Here are five “healthy boundary” suggestions followed by five relationship-nurturing ideas to incorporate into your own life:

  • You are allowed to say “no”: Practice doing it. It may be difficult, at first, but you will soon reap the benefits of more time, less resentment, and empowerment within your own life and decisions. If you do not want to do something, then don’t do it. And if someone is upset by that then you know that relationship needs some boundary work!
  • Expand your circle: One of the first indications that I was in an unhealthy friendship with poor boundaries was when I was criticized by that friend for becoming more involved in my daughter’s school activities and developing new friendships. Broadening my circle and developing a tribe of supportive souls not only shined a light on the unhealthy patterns, but helped me create new healthier habits within those friendships.
  • Notice any unhealthy habits: I had a tendency to latch on with a death-grip, almost to the point of obsession, to those who loved me even after knowing all of my deep, dark secrets. I had such a deep-seated fear of abandonment that I would spend more time trying to keep the peace and play along, even when I disagreed with something, that I lost myself in the process. Once I started to become aware of my unhealthy habits, I was able to re-direct myself toward healthy boundaries.
  • Be honest: I kept quiet for far too many years because I was afraid that speaking up would result in being left. Once I realized that I was entitled to have not only my opinion but a voice to speak it, and that the reactions of others, whether they sent me packing or not, had nothing to do with me and everything to do with where they were on their own journey, I found solace. There is a release that happens in accepting “abandonment”. Knowing others might walk away when you put healthy boundaries in place is an indication that they still have work to do in their own lives. However, many will stick with you as you learn to speak your truth, and even more will gravitate toward you.
  • Know your worth: Knowing your worth on every level and protecting it are critical to maintaining supportive and healthy relationships. Your healthy boundaries include physical (no one should touch you in a harmful way), emotional (being ridiculed is unacceptable behavior from others), spiritual (you are most assuredly entitled to your beliefs), cognitive (mind-games can be a controlling aspect in particular relationships, especially those involving narcissists).
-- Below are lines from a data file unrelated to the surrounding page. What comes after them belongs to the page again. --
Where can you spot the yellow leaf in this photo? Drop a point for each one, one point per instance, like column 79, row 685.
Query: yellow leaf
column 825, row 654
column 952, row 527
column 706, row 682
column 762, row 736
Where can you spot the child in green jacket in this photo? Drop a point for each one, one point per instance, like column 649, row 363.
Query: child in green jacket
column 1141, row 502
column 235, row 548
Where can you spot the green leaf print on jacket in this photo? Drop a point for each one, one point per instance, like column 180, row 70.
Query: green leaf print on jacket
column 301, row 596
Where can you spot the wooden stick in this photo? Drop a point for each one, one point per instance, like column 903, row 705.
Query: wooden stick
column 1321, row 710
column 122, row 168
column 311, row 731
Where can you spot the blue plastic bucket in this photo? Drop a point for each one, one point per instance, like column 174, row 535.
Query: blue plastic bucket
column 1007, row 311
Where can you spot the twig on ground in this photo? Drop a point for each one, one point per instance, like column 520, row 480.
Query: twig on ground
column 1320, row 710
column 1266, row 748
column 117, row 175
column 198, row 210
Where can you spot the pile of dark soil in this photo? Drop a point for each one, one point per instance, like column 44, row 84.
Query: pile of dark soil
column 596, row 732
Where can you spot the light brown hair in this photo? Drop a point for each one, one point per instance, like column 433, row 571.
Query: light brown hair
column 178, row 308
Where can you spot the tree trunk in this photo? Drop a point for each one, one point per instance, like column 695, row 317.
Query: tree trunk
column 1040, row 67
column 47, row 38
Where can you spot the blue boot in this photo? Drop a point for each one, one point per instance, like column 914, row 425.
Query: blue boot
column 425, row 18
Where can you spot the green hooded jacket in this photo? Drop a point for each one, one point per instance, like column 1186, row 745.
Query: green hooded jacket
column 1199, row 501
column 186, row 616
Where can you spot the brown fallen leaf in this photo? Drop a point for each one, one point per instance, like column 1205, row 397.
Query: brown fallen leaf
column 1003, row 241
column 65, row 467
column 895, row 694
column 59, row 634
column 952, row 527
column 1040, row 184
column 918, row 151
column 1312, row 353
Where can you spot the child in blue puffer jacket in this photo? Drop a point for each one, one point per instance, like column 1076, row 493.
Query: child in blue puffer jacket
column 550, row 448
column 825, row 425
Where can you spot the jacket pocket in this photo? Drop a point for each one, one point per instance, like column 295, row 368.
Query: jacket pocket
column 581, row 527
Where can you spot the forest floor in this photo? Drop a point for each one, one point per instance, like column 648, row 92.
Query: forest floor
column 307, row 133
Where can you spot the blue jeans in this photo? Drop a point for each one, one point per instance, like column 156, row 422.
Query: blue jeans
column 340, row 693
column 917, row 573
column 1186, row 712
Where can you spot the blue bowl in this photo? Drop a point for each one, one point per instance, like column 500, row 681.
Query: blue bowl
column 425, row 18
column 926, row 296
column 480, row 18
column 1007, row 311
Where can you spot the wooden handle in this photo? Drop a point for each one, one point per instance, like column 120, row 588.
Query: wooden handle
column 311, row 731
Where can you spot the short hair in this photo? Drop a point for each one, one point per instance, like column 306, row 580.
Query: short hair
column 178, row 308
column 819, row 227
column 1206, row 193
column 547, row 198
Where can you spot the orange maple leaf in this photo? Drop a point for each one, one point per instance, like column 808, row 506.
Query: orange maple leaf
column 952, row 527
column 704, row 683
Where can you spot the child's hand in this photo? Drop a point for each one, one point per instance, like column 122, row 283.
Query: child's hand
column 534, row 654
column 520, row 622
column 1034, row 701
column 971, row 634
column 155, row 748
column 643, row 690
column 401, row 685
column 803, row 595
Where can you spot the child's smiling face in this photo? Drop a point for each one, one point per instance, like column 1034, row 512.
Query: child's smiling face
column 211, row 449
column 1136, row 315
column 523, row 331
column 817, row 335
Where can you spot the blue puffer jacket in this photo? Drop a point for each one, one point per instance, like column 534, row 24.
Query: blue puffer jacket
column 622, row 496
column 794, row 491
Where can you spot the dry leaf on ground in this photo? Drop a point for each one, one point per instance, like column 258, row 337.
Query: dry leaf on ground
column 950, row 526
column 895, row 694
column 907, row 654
Be sure to utilize positive affirmations and practice them daily (“I am worthy”, “I am kind”, “I am lovable”, etc.).
As you move away from toxic relationships, you will notice a shift occurring as those healthier habits attract more positivity into your life. Use this as an opportunity to create new friendships. Reach out to others in support and notice as they return the gesture. Some ideas to consider:
  1. Join groups that spark your passion or pique your interest – such as volunteering at an animal shelter, a rock-climbing club, your church choir, a car enthusiasts group, a small business association, etc.
  2. Reach out to those who allow you your boundaries – notice new people who come across your path and respect those boundaries.
  3. Engage in support groups (in person or online) – such as Al-Anon, parenting groups through mental health agencies, faith courses offered through churches, etc.
  4. Write thank you notes, texts or emails to those who offer supportive roles in your life – offering gratitude for the positive support not only keeps it in perspective for you, but helps others realize the impact they are having in the lives of others.
  5. Offer your support to others – by reaching out a helping hand you can start to develop reciprocal relationships in which you help one another when needed.